Ia memperkirakan puluhan kasus serupa terjadi setiap tahun—mayoritas menimpa jurnalis Arab.

“Ini merupakan pelanggaran serius terhadap kebebasan pers,” tegasnya.

Daftar jurnalis yang dilarang meliput di Al-Aqsha

  • Muhammad Qarout Idkaidek, fotografer — dilarang masuk sejak 1 Maret selama seminggu, kemudian diperpanjang menjadi sebulan. Peralatannya berkali-kali disita.
  • Bassem Zaidani (38), jurnalis lepas yang bekerja sama dengan saluran TV Al-Mayadeen dan TRT — dilarang masuk sejak 2 Maret selama seminggu, kemudian diperpanjang tiga bulan.
  • Muhammad Abu Sunaina (20), fotografer independen — ditahan saat mencoba masuk ke kompleks Al-Aqsa pada 2 Maret, lalu dilarang masuk selama seminggu. Larangan itu diperpanjang empat bulan.
  • Nadine Jaafar (22), jurnalis independen — dilarang masuk selama seminggu pada 4 Maret, kemudian ditangkap di dalam kompleks pada 11 April dan kembali mendapat larangan selama seminggu.
  • Muhammad Dweik (32), fotografer independen — dilarang masuk selama dua bulan sejak 17 Maret dengan alasan keamanan.
  • Latifa Abdul Latif, jurnalis independen — ditangkap pada 16 Maret dan dilarang meliput sejak 19 Maret selama seminggu.
  • Wahbi Maki (40), fotografer independen — dilarang bekerja selama enam bulan sejak 19 Maret dengan tuduhan “mengancam keamanan” dan mendukung Hamas.
  • Saif Qawasmi (24), fotografer independen yang bekerja sama dengan Al Jazeera Mubasher — dilarang bekerja selama empat bulan sejak 28 Maret, dan telah enam kali mengalami pelarangan serupa dalam lima tahun terakhir.

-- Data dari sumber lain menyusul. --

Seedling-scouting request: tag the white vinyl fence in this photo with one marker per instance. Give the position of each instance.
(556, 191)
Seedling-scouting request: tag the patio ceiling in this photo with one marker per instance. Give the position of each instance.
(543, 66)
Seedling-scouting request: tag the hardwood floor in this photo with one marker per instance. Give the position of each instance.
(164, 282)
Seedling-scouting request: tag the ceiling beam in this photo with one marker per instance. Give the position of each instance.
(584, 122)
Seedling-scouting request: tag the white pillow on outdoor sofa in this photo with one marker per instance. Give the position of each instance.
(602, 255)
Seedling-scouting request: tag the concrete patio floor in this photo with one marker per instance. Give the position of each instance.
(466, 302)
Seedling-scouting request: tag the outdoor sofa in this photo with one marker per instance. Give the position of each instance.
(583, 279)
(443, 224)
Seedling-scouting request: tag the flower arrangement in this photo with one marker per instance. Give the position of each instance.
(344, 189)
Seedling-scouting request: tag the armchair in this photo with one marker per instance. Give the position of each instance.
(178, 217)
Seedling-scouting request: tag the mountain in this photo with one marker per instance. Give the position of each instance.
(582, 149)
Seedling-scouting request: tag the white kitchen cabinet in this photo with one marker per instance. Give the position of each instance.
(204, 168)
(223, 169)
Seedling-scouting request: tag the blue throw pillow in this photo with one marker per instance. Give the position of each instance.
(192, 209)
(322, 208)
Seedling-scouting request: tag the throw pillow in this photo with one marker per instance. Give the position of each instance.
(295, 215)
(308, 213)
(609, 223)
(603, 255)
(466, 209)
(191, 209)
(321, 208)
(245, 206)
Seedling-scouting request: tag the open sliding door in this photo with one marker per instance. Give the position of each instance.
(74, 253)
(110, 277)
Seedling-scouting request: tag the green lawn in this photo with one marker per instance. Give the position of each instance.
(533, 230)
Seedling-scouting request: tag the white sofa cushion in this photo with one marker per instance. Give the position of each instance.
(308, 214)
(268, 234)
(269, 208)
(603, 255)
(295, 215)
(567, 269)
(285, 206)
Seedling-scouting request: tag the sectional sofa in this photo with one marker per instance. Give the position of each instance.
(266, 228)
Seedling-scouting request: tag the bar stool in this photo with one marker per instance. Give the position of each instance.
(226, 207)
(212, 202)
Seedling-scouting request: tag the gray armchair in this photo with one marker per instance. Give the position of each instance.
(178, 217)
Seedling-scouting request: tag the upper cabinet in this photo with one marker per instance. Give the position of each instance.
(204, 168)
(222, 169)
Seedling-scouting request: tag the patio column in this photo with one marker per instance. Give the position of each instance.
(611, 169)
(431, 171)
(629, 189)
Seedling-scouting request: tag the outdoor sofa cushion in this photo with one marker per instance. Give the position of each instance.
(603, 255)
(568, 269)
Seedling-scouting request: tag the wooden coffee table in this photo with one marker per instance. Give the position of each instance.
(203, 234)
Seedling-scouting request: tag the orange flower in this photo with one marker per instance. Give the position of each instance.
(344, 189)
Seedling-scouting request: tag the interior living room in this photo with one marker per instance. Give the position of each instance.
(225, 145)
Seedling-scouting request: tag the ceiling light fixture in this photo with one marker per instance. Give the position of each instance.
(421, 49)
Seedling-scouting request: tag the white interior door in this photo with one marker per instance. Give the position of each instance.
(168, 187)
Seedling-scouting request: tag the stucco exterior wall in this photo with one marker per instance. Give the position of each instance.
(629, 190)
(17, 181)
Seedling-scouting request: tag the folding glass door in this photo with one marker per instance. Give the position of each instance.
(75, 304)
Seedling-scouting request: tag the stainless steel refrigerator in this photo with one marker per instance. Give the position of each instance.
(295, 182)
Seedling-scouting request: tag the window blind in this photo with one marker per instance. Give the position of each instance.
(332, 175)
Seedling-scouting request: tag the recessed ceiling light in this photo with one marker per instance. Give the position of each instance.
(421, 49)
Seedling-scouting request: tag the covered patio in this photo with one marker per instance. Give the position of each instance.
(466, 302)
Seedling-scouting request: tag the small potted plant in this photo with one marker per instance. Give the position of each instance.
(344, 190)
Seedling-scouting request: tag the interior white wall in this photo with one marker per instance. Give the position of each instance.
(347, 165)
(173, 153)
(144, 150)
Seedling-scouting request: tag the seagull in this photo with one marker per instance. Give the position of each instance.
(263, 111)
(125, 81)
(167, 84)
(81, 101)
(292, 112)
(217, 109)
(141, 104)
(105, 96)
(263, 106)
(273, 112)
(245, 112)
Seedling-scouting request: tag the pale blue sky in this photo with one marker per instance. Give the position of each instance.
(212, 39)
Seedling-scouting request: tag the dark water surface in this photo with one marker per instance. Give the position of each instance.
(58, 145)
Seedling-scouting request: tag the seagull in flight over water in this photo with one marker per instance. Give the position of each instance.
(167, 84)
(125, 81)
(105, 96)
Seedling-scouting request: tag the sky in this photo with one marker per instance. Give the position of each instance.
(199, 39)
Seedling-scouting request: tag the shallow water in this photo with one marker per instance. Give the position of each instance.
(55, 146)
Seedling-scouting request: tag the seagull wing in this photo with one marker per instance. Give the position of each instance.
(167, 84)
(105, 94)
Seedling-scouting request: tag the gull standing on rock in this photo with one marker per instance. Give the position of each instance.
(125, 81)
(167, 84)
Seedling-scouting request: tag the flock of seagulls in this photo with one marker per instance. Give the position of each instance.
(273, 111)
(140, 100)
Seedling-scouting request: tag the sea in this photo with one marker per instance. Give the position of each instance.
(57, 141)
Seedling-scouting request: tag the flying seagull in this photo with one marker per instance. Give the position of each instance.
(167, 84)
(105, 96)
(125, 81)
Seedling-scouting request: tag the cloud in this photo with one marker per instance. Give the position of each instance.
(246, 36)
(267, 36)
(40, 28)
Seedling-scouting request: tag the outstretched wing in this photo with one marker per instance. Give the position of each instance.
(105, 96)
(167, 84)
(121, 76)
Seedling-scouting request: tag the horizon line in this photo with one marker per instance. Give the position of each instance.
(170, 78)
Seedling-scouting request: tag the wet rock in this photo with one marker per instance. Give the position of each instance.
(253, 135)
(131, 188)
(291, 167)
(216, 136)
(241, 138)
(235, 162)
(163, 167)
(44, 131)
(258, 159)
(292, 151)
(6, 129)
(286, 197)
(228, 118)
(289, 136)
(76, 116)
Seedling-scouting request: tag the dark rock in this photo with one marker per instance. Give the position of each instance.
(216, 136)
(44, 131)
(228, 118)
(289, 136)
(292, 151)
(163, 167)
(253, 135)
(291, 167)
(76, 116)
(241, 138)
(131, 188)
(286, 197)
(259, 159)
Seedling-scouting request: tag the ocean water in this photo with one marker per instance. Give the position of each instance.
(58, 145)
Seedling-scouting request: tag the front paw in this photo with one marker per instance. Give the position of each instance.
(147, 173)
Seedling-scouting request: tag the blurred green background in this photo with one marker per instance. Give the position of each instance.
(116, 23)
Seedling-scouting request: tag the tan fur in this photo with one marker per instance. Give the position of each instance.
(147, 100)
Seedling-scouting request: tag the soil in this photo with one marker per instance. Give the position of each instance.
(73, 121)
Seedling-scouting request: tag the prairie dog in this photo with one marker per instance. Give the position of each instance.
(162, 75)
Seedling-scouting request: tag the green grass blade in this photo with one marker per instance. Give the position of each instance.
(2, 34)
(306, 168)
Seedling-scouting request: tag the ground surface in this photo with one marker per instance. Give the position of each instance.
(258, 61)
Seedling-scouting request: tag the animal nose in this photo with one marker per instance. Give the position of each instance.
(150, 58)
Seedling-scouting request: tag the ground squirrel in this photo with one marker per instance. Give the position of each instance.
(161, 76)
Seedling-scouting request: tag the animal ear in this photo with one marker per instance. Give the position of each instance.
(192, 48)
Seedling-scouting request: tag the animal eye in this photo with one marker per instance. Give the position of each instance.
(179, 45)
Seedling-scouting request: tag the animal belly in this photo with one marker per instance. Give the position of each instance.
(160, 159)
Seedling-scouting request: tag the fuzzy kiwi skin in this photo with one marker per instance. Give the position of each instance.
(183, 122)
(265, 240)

Menurut para pengamat, pembatasan ini biasanya meningkat menjelang hari-hari raya Yahudi, saat kepolisian Israel berupaya mencegah dokumentasi publik mengenai kehadiran kelompok ekstremis sayap kanan di kompleks suci itu.

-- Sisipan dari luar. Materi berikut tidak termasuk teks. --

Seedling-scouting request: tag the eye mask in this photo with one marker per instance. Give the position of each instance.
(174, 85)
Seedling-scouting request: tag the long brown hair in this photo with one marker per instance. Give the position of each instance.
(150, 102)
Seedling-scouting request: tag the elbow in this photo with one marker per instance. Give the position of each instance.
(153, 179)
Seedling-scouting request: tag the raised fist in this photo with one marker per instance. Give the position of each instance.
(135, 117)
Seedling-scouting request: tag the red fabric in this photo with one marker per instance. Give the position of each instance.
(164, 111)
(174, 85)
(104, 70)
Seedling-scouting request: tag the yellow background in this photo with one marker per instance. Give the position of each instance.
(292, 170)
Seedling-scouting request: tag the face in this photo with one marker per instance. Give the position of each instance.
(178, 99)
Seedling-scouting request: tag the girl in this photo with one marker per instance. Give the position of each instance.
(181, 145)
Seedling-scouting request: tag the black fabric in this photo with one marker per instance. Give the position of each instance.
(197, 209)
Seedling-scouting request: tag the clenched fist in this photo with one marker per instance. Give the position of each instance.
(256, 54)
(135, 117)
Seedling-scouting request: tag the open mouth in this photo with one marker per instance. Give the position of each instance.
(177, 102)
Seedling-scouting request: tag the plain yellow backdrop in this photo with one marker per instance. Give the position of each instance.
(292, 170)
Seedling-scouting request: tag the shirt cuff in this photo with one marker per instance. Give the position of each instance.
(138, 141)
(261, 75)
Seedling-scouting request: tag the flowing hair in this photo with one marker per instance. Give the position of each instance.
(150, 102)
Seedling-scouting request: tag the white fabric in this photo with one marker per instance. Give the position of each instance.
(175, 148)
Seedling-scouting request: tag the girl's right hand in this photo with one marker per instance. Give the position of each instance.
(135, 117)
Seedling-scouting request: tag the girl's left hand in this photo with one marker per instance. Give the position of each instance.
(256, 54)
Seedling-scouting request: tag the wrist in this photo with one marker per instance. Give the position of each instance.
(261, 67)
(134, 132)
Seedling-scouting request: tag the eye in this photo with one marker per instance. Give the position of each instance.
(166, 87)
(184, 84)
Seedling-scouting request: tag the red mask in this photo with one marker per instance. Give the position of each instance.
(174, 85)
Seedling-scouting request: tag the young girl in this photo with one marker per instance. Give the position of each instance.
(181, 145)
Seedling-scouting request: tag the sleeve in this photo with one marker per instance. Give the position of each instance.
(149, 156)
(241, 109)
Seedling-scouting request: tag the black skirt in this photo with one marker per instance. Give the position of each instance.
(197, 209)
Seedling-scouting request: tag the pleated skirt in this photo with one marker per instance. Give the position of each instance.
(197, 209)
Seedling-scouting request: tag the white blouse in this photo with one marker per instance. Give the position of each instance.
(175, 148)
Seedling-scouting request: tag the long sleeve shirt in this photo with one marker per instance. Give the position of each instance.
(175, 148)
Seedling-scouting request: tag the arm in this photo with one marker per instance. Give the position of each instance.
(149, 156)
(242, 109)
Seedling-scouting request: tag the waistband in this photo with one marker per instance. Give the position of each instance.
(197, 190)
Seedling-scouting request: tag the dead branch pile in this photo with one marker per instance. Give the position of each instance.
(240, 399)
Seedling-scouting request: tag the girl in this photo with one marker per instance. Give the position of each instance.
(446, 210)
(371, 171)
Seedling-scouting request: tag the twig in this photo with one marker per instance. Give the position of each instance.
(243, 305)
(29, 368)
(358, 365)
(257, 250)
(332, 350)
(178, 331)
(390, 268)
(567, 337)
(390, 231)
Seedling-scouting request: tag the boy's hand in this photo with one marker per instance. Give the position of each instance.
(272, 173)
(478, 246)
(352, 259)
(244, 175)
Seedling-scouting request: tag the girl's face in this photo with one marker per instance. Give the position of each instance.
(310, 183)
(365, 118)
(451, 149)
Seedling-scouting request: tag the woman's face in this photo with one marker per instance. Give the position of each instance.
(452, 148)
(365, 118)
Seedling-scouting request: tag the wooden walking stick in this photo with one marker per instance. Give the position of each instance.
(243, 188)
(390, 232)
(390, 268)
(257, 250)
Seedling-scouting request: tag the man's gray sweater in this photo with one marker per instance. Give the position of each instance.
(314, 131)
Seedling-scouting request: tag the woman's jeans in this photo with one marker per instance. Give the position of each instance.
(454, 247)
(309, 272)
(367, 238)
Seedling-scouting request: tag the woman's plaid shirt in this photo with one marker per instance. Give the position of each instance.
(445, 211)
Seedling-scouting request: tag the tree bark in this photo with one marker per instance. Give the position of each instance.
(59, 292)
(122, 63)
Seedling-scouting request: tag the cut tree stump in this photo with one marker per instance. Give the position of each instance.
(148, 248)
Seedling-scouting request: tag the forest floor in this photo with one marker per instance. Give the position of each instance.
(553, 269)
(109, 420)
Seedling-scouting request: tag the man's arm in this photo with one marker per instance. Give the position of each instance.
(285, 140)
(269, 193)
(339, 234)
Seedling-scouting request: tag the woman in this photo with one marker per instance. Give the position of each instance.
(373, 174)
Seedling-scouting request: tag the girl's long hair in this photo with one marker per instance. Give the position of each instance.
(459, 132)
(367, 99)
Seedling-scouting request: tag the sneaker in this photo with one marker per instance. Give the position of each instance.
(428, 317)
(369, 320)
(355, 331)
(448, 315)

CPJ menambahkan, larangan terhadap jurnalis tidak hanya terjadi pada bulan Ramadan.

Pada 2 November lalu, jurnalis independen Majdi Al-Abbasi juga dilarang memasuki kompleks Al-Aqsha selama seminggu, dengan kemungkinan perpanjangan hingga 6 bulan.

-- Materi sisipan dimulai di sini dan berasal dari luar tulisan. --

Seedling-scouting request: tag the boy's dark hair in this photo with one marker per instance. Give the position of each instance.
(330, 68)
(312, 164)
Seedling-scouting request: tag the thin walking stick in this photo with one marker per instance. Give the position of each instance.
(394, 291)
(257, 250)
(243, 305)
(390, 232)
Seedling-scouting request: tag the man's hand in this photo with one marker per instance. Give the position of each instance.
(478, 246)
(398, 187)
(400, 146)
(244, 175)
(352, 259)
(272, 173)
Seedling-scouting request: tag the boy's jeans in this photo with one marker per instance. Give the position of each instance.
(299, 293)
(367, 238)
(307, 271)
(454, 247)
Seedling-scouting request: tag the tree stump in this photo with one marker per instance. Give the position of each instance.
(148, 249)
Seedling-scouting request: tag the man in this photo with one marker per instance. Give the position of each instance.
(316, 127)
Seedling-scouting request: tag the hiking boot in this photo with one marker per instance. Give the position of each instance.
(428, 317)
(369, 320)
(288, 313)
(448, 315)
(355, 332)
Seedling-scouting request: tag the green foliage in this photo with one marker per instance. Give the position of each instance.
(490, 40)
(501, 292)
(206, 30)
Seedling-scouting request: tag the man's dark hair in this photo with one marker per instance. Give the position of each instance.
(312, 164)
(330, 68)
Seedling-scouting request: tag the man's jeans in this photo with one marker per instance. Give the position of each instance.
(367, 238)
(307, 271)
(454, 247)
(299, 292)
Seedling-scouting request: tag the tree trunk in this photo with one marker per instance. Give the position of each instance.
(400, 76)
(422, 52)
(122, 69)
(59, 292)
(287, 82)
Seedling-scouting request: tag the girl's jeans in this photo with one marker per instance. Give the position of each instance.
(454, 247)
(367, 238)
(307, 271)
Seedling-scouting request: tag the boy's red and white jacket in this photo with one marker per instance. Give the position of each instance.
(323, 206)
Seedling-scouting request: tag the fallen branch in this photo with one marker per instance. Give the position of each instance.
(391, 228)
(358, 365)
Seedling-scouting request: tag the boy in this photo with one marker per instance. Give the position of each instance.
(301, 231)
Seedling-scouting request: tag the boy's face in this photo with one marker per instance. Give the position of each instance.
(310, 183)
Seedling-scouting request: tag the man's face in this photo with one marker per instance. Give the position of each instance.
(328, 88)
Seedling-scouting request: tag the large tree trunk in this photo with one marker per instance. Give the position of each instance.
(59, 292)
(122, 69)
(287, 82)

Ia sebelumnya ditangkap saat mendokumentasikan salat Jumat di sana.

Laporan ini, tulis CPJ, menunjukkan pola sistematis pembungkaman terhadap jurnalis Palestina yang berusaha menyiarkan kebenaran dari salah satu situs paling sensitif dan simbolik di dunia.

Dalam situasi seperti itu, kebenaran yang keluar dari Al-Aqsa tampaknya hanya boleh ditentukan oleh mereka yang memegang kunci gerbangnya.